Questions: Surveillance System Performance Metrics
5 questions to test your understanding
Score: 0 / 5
Question 1 Multiple Choice
A state health department lowers its reporting threshold for a rare infectious disease, capturing 30% more true cases. An epidemiologist warns this change will create resource problems. What is her most likely concern?
ALower thresholds slow processing speed because more paperwork must be filed for each case
BIncreased sensitivity at very low disease prevalence reduces positive predictive value, generating more false-positive reports that must be investigated and that consume finite public health resources
CSensitivity and specificity are independent of the reporting threshold, so changing the threshold cannot affect the false-positive rate
DLower thresholds improve sensitivity and specificity simultaneously, so there is no trade-off to worry about
This is the PPV problem applied to surveillance. When a disease is rare, even a modestly imperfect system generates many false positives relative to true positives. Lowering the reporting threshold captures more true cases (sensitivity rises) but also accepts more false-positive reports. Each false-positive triggers contact tracing, environmental investigation, or patient follow-up — real costs that grow as the false-positive rate increases. The right threshold depends on disease severity: a highly transmissible pathogen justifies the resource cost; a less urgent condition may not.
Question 2 Multiple Choice
A public health team wants to improve a salmonellosis surveillance system that detects only 1 in 29 actual cases. Which intervention strategy is most directly targeted at finding the true bottleneck?

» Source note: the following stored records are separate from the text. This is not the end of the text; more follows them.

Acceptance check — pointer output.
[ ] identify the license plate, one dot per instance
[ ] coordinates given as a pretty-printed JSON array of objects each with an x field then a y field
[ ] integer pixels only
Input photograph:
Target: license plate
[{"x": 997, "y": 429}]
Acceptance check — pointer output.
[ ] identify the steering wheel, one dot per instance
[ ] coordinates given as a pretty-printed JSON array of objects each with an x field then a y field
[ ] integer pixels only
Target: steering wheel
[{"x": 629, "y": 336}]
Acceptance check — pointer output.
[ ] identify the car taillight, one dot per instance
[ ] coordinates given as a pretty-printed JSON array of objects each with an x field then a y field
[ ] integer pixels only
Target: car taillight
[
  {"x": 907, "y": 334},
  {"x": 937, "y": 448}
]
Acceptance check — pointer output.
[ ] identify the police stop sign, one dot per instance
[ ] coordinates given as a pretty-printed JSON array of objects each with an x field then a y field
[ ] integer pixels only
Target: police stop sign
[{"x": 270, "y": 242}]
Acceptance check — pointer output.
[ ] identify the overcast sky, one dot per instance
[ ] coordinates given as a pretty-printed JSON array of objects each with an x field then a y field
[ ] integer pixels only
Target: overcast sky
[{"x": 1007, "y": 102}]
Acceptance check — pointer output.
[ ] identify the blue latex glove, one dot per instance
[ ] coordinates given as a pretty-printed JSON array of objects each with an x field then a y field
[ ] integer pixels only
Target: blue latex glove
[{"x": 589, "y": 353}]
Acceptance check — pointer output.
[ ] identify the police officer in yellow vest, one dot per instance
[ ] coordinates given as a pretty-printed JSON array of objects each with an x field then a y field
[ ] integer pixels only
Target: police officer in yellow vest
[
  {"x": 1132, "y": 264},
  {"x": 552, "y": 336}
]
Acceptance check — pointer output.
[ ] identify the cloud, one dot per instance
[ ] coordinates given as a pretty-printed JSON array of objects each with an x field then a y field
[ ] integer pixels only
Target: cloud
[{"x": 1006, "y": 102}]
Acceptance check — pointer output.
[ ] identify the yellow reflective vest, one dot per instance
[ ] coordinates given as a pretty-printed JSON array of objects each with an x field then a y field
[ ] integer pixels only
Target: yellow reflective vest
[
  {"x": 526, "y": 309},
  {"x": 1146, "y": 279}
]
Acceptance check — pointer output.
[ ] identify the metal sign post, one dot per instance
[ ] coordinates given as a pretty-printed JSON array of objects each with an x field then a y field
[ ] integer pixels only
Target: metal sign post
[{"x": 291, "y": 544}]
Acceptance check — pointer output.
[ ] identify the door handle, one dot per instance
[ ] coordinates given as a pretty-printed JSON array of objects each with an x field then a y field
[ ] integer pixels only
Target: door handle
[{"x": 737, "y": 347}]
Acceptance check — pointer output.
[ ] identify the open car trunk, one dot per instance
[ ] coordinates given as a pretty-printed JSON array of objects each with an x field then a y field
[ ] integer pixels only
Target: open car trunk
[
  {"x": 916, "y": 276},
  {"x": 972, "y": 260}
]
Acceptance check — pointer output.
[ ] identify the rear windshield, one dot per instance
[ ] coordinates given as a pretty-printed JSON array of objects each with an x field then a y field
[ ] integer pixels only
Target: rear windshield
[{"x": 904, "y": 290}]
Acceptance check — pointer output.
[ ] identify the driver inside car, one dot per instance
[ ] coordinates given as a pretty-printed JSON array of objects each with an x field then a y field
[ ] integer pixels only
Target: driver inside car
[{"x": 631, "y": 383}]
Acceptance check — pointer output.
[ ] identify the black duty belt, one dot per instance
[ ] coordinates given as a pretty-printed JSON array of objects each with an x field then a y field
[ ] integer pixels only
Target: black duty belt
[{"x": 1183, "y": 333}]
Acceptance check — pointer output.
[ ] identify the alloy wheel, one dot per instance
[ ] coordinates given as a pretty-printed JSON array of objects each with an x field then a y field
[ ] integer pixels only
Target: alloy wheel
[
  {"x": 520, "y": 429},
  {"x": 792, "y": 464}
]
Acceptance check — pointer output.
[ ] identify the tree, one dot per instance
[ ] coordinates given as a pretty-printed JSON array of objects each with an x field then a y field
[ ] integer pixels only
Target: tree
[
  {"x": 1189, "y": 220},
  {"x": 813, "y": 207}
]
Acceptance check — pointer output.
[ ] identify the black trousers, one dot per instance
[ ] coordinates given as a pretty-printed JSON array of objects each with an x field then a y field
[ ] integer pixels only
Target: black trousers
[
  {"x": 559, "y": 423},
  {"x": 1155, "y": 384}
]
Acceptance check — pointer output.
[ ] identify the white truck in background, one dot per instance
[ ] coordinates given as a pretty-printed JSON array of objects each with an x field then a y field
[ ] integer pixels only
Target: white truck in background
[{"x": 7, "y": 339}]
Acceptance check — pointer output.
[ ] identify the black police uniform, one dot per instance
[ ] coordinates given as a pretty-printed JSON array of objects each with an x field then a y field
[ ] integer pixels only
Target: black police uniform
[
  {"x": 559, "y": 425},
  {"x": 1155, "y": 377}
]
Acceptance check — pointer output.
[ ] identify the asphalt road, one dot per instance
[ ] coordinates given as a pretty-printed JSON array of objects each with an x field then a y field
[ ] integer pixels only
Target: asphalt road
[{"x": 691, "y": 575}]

AHire additional staff at the health department to process case reports more quickly
BLower the case definition threshold to include milder presentations
CSystematically audit each stage of the reporting pipeline — from care-seeking to testing to reporting — to identify which step loses the most cases, then intervene there
DIncrease laboratory capacity to run more diagnostic tests per day
Bottleneck analysis is the key concept here. A surveillance pipeline with 3.5% sensitivity is losing cases at many points: some sick people never seek care, some who seek care are never tested, some who test positive are never reported. Intervening at the wrong stage (e.g., improving laboratory capacity when most cases are lost before patients see a doctor) wastes resources with minimal gain. Mapping the pipeline stage-by-stage and quantifying loss at each step is the only way to identify the correct intervention point.
Question 3 True / False
A surveillance system can achieve high sensitivity for detecting true cases yet still have low positive predictive value (PPV) when the disease being surveilled is very rare in the population.
TTrue
FFalse
Answer: True
This is the same PPV paradox you learned in biostatistics, operating at the population level. PPV depends on three things: sensitivity, specificity, and prevalence. When prevalence is very low, even a system with 99% specificity will generate many false positives for every true positive, because there are so many more non-cases in the population. A surveillance system detecting a disease affecting 1 in 100,000 people will be overwhelmed with false alarms even if its specificity is high. This is why PPV — not just sensitivity and specificity — must be considered when evaluating surveillance system performance.
Question 4 True / False
Timeliness and sensitivity measure the same underlying property of a surveillance system — a system with higher sensitivity will automatically detect cases more quickly.
TTrue
FFalse
Answer: False
Timeliness and sensitivity are orthogonal dimensions. Sensitivity measures the proportion of true cases that are ever detected; timeliness measures the lag between when an event occurs and when the system reports it. A system could detect 80% of cases but take 3 weeks to report each one (high sensitivity, poor timeliness) — useless for real-time outbreak control. Conversely, a system might report immediately but only capture 20% of cases. Improving timeliness requires reducing delays in the reporting pipeline; improving sensitivity requires capturing more cases at each stage.
Question 5 Short Answer
Why does the appropriate trade-off between sensitivity and specificity in a surveillance system depend on the severity and transmissibility of the disease being surveilled?
Think about your answer, then reveal below.
Model answer: For a highly lethal or rapidly transmissible disease, missing a true case carries extreme consequences — an undetected smallpox case or early cluster could be catastrophic. The cost of a missed case vastly exceeds the cost of investigating a false positive, so it makes sense to sacrifice specificity for sensitivity. For a less severe or less transmissible condition, the calculus reverses: false-positive reports consume investigative resources and may harm individuals (stigma, unnecessary treatment), while missed cases carry lower population-level consequences. The correct balance is a policy judgment that requires knowing the stakes on both sides.
This is analogous to medical testing: for diseases where missing a diagnosis is lethal (e.g., certain cancers), clinicians use highly sensitive screening tests and accept more false positives that trigger confirmatory workup. For conditions where overdiagnosis causes substantial harm, more specific tests are preferred. Surveillance faces the same trade-off at population scale — the 'cost' of a false positive is investigative resources and potential stigma; the 'cost' of a false negative is undetected disease spread or burden.